Jednakże nawet ta wysokość kary byłaby do przyjęcia, gdyby szanownym posłom przez moment przez myśl przeszła inna poprawka. Poprawka, która jest tak logiczna i prosta, że nawet dziecko ze szkoły podstawowej już dawno by ją wymyśliło. Chodzi mianowicie o możliwość doładowania konta wstecz. Jeżeli dochodzi do naruszenia (przejazdu przez odcinek drogi płatnej bez uiszczenia opłaty), to w takim przypadku mamy np. 24 godziny na doładowanie konta. Unikamy w ten sposób nałożenia kary, a naruszenie to jest natychmiast kasowane. Dopiero po upływie 24 godzin i braku ingerencji z naszej strony dochodzi do rejestracji naruszenia. Jest to tak logiczne, że nie chce mi się pomieścić w głowie fakt, że cały skład szanownej komisji nawet nie wspomniał o tym pomyśle. To byłoby rozwiązanie, które zakończyłoby viaPŁACZE.

Karani byliby tylko przedsiębiorcy, którzy faktycznie uchylaliby się od obowiązku opłaty. Robiliby to na własne życzenie. W takim przypadku zgodziłbym się nawet z karą w wysokości 3000 złotych . Niestety w jakiś niewytłumaczalny sposób komisja nawet nie zająknęła się na ten temat. Dlaczego? Dlatego, że mnóstwo naruszeń, które dziś są wykrywane, nie ujrzałoby nawet światła dziennego. Mogło by się okazać, że wykrywanie naruszeń w systemie viaTOLL spadło o 90%. My jednak wiemy, że to jest skok na kasę, więc byłoby to działanie irracjonalne ze strony posłów.

Potwierdzają to nawet słowa podsekretarza stanu w Ministerstwie Infrastruktury i Rozwoju, pana Zbigniewa Klepackiego: „…każda propozycja zwolnienia z opłat powoduje rozszczelnienie systemu i spadek w mniejszym lub większym stopniu przychodów z tytułu opłaty elektronicznej…”. To iż system viaTOLL miał być adresowany do firm transportowych, które posiadają auta powyżej 3,5 tony, a do przeciętnego Kowalskiego, któremu udało się uzbierać na przyczepę kampingową i zabiera rodzinę na Mazury, nie ma tu większego znaczenia. Krajowy Fundusz Drogowy przyssał się do tych pieniędzy tak bardzo, że nie może bez nich żyć. Ciekawe kiedy ten Fundusz przyssie się ostatecznie do wszystkich samochodów w kraju, bo bezsprzecznie to prędzej czy później nastąpi. Władza poczuła już zapach naszych pieniędzy i jak widać, z całą pewnością nie odpuści.
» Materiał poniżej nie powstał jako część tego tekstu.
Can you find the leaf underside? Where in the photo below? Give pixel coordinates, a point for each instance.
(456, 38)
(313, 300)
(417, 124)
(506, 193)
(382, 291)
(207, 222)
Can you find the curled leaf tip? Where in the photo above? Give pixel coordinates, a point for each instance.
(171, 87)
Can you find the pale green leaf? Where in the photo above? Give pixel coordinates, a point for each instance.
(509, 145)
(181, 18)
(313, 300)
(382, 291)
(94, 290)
Zatem pominięcie tak istotnej kwestii jak możliwość opłacenia należności wstecz, przekreśla cały ten projekt. Rok temu pisałem, że dzieło to ma na celu tylko i wyłącznie naniesienie kosmetycznych poprawek i zmianę podmiotu płatnika z kierowcy na właściciela.

Następną zmianą, którą warto poruszyć jest rygor natychmiastowej wykonalności. Do tej pory wniesienie odwołania nie wstrzymywało tego rygoru. Teraz (to znaczy jeśli ten zapis pozostanie ostatecznie w projekcie) nie będziemy musieli płacić od razu. Osobiście uważam, że nie jest to żaden ukłon w stronę obywateli, ale wprowadzenie normalności w morzu absurdu.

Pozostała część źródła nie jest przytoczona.